Eingangs erinnerte der stellvertretende Vorsitzende des "Otto-Mauer-Fonds", Georg Prantl, an die "großen Gestalten der Kirche", die den "Mauer-Preis" erst möglich gemacht hatten: Kardinal Franz König sowie Erzbischof-Koadjutor Franz Jachym und Prälat Karl Strobl, zwei Persönlichkeiten, "die vor 20 Jahren verstorben sind". Prantl verwies darauf, dass Otto Mauer "klug und hartnäckig" Künstler gefördert habe, "von deren Qualität er überzeugt war". Einer dieser Künstler sei Arnulf Rainer, der demnächst seinen 75. Geburtstag feiert. Vielleicht sei es kein Zufall, dass unter den "besten Künstlern" einer neuen deutschen Hit-Liste außer Arnulf Rainer auch zwei Träger des "Mauer-Preises" - Franz West und Heimo Zobernig - genannt werden.

P. Gustav Schörghofer SJ verwies in seiner Laudatio auf die Parallelen zwischen der "geometrischen Ordnung" im Werk Esther Stockers und entscheidenden Wendepunkten der europäischen Kunst - von den altgriechischen Vasen des 9./10. Jahrhunderts vor Christus über die Kunst der iro-schottischen Mönche des 7./8. Jahrhunderts nach Christus bis zur Entdeckung der Perspektive im 15. Jahrhundert und der Hinwendung zur Abstraktion am Beginn des 20. Jahrhunderts.
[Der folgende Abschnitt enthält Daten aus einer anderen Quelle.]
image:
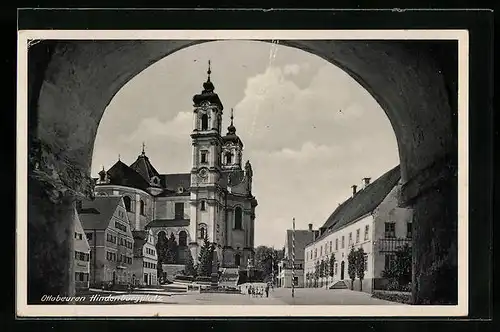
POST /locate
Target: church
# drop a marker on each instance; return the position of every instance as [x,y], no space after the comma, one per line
[214,199]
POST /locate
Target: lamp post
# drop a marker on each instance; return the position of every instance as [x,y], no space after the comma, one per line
[293,258]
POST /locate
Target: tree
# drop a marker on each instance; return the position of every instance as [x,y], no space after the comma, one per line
[331,271]
[400,270]
[205,259]
[360,266]
[159,272]
[266,258]
[351,268]
[161,247]
[190,269]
In allen Fällen handle es sich um eine Kunst, deren Formenwelt "rein dem Geist entsprungen ist". Auch die Kunst Esther Stockers sei "tief im Spirituellen" verankert. Charakteristisch für sie sei "die Wahrheit in der Schwebe zwischen zwei Ordnungen".

In der Begründung der Jury heißt es wörtlich: "Alles in diesem Werk scheint vorhersehbar. Es scheint so. Denn Erwartungen werden immer wieder durchbrochen". Mit der "Einmaligkeit ihres sinnlichen Zaubers" setze sich die - ausschließlich auf die Farben schwarz, weiß und grau eingegrenzte - Kunst Esther Stockers gegen alle Assoziationen durch. Sie zeige, dass "Malerei in der Gegenwart auf eine völlig überraschende Weise möglich ist". Die Kunst von Esther Stocker sei "ein Vorstoß aus scheinbar Vertrautem in immer neue Bereiche des Unerwarteten".

Der mit 11.000 Euro dotierte "Msgr. Otto-Mauer-Preis" wurde heuer zum 24. Mal für das gesamte bisherige Werk eines Künstlers unter 40 vergeben. Vom 10. bis 23. Dezember präsentiert Esther Stocker im Rahmen einer Ausstellung im "JesuitenFoyer" (1010 Wien, Bäckerstraße 18) ausgewählte Arbeiten. Die Eröffnung findet am Donnerstag, 9. Dezember, um 19 Uhr statt (Öffnungszeiten: Mittwoch bis Samstag, 13 bis 18 Uhr, Sonntag 10.30 bis 12.30 Uhr).